看着霍少卿背上和手臂上的伤痕,那个女刺青师脸色很谨慎,认真的问了一句。
“兰花吧。”
霍少卿低低的说着,兰花是母亲最喜欢的。
“小姐,我一会儿会给你涂一些麻服散,但是还是会有些痛。”
“不用,不要放麻服散。”
躺在榻上的霍少卿轻轻低语:“我不怕痛。”
把那些伤痕重新揭起,用数根银针在身上点刺出鲜艳的图案,这一过程的疼痛霍少卿自认为自己还可以坚持得了。
越疼痛,她就会越清醒。
她想让自己记得这每一下的疼痛,她想要自己忘记这每一道伤疤的来历……
整整数个时辰,隔着轻纱珠帘,康亦安看不到内室里的情形,甚至听不到一声痛呼,但是他的心底依旧很焦灼。
直到夕阳西下,暮色四合。那宫中的御用女刺青师终于拖着疲惫的步伐走了出来。
“康大人,罗小姐需要好好的休息。”
留下这句话,女刺青师收了康亦安的报酬缓步的离开了,而康亦安则快步的奔入了霍少卿的房间。
床上的女子散着长发,身上盖着丝滑的锦被,脸色苍白,紧闭着双眸。
锦被外露出她消瘦的肩头和一截纤细的手臂,细长的枝叶*,清雅的幽兰盛开,她手臂上的刺青图案是一朵朵盛开的幽兰……
那些兰花之下还可以看得到细微的血痕。
康亦安的目光停在霍少卿的手臂上,良久之后,才缓缓落在她苍白的脸上。
他忍不住坐在床畔,凝望着她,不由自主的伸出手,*着她的脸颊,床上的女子轻轻动了一下眉头。
康亦安俯*子低低的问了一句:“好些了么?”
“嗯。”
霍少卿轻轻的应了一声,有时候疼痛也是一种宣泄。
她缓缓抬起手臂,紧紧的握住康亦安的手,她的手掌虽然常年练武依旧纤细而柔软。
“少卿……”
康亦安俯*子,眸子里闪过一抹心疼:“我这么做,会不会很自私?”
他从不会厌恶她身上的那些伤痕,但是……那些伤痕却总会刺痛他的眼睛,时刻提醒着他,这是另一个男人留下的痕迹……

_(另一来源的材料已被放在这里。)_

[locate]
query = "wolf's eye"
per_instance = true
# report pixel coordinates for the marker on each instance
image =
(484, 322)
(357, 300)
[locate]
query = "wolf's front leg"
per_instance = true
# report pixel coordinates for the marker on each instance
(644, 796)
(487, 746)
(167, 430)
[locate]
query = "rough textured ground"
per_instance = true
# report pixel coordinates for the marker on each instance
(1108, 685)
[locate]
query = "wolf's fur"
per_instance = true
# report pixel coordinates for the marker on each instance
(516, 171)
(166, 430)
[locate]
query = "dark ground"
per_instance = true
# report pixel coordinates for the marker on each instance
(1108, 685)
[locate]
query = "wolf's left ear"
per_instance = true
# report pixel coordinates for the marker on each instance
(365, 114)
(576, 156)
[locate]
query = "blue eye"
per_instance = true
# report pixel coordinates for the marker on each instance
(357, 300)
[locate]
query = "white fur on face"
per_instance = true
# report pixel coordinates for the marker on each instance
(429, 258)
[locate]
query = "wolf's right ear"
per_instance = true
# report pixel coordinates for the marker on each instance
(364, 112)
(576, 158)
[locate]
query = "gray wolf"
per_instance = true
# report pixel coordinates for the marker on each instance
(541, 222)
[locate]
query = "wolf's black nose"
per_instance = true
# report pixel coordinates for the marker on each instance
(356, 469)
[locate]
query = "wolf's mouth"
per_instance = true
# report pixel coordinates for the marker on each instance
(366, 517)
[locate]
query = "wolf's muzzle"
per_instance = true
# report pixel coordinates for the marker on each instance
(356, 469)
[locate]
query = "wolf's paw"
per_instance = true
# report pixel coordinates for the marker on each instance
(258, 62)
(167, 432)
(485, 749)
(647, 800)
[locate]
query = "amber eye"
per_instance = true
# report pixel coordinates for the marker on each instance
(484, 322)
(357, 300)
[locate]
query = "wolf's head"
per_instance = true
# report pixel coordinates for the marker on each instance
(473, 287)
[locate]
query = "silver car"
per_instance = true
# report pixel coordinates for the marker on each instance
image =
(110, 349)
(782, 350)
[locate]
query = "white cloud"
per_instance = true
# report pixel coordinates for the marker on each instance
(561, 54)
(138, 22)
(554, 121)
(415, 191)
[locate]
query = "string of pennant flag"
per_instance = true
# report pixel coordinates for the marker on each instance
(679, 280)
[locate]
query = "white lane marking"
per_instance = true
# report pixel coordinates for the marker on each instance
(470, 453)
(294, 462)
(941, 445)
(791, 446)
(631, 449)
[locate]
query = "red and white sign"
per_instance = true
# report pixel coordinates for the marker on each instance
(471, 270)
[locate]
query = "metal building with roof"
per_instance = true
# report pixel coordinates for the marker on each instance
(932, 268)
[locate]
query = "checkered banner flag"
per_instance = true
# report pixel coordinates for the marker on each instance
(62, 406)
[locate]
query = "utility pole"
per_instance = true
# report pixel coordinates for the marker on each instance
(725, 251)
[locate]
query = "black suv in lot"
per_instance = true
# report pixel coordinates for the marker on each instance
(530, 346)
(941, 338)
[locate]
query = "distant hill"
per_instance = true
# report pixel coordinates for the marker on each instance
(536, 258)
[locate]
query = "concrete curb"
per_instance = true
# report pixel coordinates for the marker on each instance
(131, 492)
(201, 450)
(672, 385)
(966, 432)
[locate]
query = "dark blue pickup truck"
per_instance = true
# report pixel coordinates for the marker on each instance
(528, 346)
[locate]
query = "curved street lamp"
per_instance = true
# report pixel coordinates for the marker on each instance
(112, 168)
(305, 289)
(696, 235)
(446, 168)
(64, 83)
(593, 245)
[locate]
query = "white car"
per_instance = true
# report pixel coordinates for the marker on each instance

从前,他以为任迦南死了,他没办法和一个死人争,无法和一个死人计较,但是如今不一样。
至少,他知道那个男人——他还活着……
“不关你事。”
霍少卿轻轻的眨了眨眼,努力的微笑了一下:“其实,今天我想了很多,真的,既然要忘记过去,那么就索性忘得干干净净一点不留吧,无论是过去的感情,还是过去的恩怨……”
如果有的选择,她宁愿拿着绣花针刺绣,也不愿拿着银针杀人……
16:任迦南的邀约
距离新年越来越近,闹得满城风雨的方家冤案,因为苦主一直失踪,而成了昌运三年年末最后的一桩悬案。
瑞雪兆丰年,大雪下了一场又一场,冰天雪地之中,迎来了昌运四年的鞭炮声。
新的一年,可会有新的开始?
因为方家一案,康亦安在民间的声望所有下降,而康老丞相久病在床,一直缺席朝政,这让很多习惯了见风使舵的官员们有了些许别样的小心思。
当年先帝在世时,就时刻堤防着康家,暗地里想方设法的削弱康家的势力,如今陛下是否会故技重施?
君心叵测,没有人能够猜到皇上的心思。
不过却有消息更为灵通的人得知,皇上最近和太后似乎正在闹矛盾,母子失和……
端烁王府,与别处喜气洋洋不同,端烁王府中此刻一片紧张的气氛,任迦勋更是在大厅里不住的走动着,脸色焦急,神态不安。
“王爷,不要那么急,没事的。”
一旁端坐在客椅上的司徒政轻轻安慰了一句,目光时不时的掠过不远处的珠帘,眉宇间隐隐的也有一丝担忧的痕迹。
“哇!”
一声婴儿的啼哭响彻整个王府,随即一个婢女快步的跑了出来:“恭喜王爷!贺喜王爷,是位小王子!”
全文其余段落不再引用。